Sunday, April 19, 2009

Madeline Spohr

About now everybody's heard about the passing of Madeline Spohr. I didn't know this sweet, little angel and I don't know her parents. But I can't stop thinking about all of them. It's strange the way that certain things can have such a deep impact on my emotional state. I mean things that have nothing to do with me, really. Things that shouldn't distract me or make me sob heartily while I rock my Livy in the tightest of embraces.

"What's wrong Mom? Why are you crying?"

"I'm crying because a baby died, Liv. A baby was sick and then she died."

"Now she's in heaven with Aunt Amy?"

"Yep. That's where she is now. But her mom and dad will miss her."

And then she and I snuggled and watched the memorial tribute video together.

I can't stop talking about Maddie. I talk about her to anyone who will listen. It's so hard for me to accept that we live in a world where babies can die. I mean, logically I know that it happens more than it should. But emotionally I'm having a hard time coming to terms with the fragility of human life, with the injustice of a life cut unbearably short. I remember talking with Amy about her death and the one thing she always made a point to say was, "At least I've had a chance to grow and live. There are babies and kids who don't even get the chance to grow up." She knew that life didn't make sense whatsoever. She knew firsthand that life was one fucked up event after another with occasional bouts of joy sprinkled in.

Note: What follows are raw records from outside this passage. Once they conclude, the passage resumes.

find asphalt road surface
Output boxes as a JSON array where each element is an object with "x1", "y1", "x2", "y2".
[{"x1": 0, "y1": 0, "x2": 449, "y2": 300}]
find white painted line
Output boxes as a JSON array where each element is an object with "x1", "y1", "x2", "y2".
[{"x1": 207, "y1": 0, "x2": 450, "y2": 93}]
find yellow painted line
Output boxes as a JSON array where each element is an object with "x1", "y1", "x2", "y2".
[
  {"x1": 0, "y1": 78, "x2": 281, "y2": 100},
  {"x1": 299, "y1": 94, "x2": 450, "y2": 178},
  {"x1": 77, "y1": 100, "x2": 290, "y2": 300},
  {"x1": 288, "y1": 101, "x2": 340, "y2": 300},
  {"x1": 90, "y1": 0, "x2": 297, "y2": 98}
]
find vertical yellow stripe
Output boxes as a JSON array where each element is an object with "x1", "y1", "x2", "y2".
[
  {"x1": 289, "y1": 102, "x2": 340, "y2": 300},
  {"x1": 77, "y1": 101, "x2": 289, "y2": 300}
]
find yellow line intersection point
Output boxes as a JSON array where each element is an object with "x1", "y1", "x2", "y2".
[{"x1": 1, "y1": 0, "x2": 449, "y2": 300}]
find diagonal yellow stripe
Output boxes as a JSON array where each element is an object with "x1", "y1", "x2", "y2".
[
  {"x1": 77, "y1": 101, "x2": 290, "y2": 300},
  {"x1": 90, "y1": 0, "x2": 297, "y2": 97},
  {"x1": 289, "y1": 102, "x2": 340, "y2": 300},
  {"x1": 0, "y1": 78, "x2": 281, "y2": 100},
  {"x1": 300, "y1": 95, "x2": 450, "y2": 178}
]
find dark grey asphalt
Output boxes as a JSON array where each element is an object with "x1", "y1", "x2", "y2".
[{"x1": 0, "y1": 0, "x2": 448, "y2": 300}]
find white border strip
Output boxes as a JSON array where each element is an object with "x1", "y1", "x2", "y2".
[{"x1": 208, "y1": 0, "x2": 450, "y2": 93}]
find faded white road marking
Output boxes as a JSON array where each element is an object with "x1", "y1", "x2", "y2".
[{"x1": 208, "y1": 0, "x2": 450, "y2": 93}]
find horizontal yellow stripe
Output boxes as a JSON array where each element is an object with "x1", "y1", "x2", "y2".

My heart breaks for Maddie's parents and for any other parents who have had to say goodbye to their little ones. When I think about the pain of that, I get sick to my stomach. I can't even fathom the torturous, soul-destroying anguish of losing a child. I feel helpless in the face of it. I look at my little girl, napping soundly in the bed next to me, and I feel an odd guilt but also a gnawing fear. Life is so random. You just never know what is coming up around the corner.

I've noticed a change in me since I heard about Madeline's death. When Liv says, "Mom, come see what I made!" I don't say, "Not now, Liv, I'm busy." I go and see what she's made. I tell her that her block tower is an amazing achievement of architecture. When she sidles up next to me, book in hand, and says, "Please read me a story." I say, "Okay! Let's do it." I know that there are parents out there who would give anything, any fucking thing, to see their dead child's block tower, to read him or her just one more story book. I know that I am one of the lucky ones. So far.